Tahiti, le 6 janvier 2024 - La dernière rencontre de négociation, vendredi, n’a rien donné de concluant dans le conflit social qui plombe depuis bientôt quatre semaines les sociétés STDP, STDO et Somstat, en charge des ravitaillements hydrocarbures. Mais le bras de fer se durcit avec la reprise de l’activité des caboteurs cette semaine et l’arrivée d’un pétrolier en fin de semaine.
 
À l’issue de la négociation organisée vendredi au Conseil économique, social, environnemental et culturel entre les représentants syndicaux et ceux des entreprises en grève du secteur pétrolier, du côté des syndicat, on se disait “satisfait dans le sens où on sait ce qu’ils proposent”. La réunion s’est conclue par des engagements verbaux côté patrons. Les syndicats attendent un document écrit. “On travaillera dessus pour argumenter nos demandes.” De leur côté, questionnés, les représentants des employeurs n’ont pas souhaité s’exprimer. Pour l’instant, aucun rendez-vous n’est fixé pour la reprise de ces négociations.
 
Cela fait maintenant bientôt quatre semaines que ce mouvement social perturbe le fonctionnement du secteur pétrolier au Fenua. Débuté par des négociations “au point mort”, pendant les deux dernières semaines de décembre, ce n’est que depuis la semaine dernière que les discussions se penchent sur les préavis de grève adressés aux différentes sociétés début décembre.
 
Sur les revendications communes des préavis, notamment celle concernant la révision de la grille salariale, les employeurs évoquent une possible revalorisation de 1,39 point là où ils refusaient toute augmentation sous la pression d’une grève jusqu’à présent.

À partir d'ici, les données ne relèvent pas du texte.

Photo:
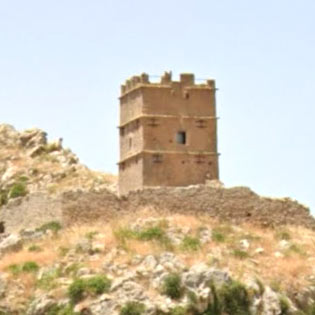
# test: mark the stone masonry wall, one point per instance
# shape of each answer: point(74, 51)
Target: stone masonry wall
point(30, 212)
point(235, 205)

Avant la semaine dernière, en effet, proposition était faite aux syndicats de renvoyer le sujet à des négociations hors conflit, dans un cadre purement règlementaire et au regard du niveau d’inflation constaté dans l’année. Option rejetée par les grévistes. Vendredi, cette question salariale n’a pas été abordée bien que les syndicats demandent, eux, l’augmentation de 2% des salaires. Concernant la proposition à 1,39%, “on n’a pas dit oui ; on n’a pas dit non. On attend une proposition écrite”, explique Vetea Tehahetua, délégué syndical STDP et porte-parole des grévistes.

Les représentants des entreprises actuellement en grève dans le secteur des hydrocarbures, avec à gauche leur porte-parole Vetea Tehahetua, vendredi au Cesec.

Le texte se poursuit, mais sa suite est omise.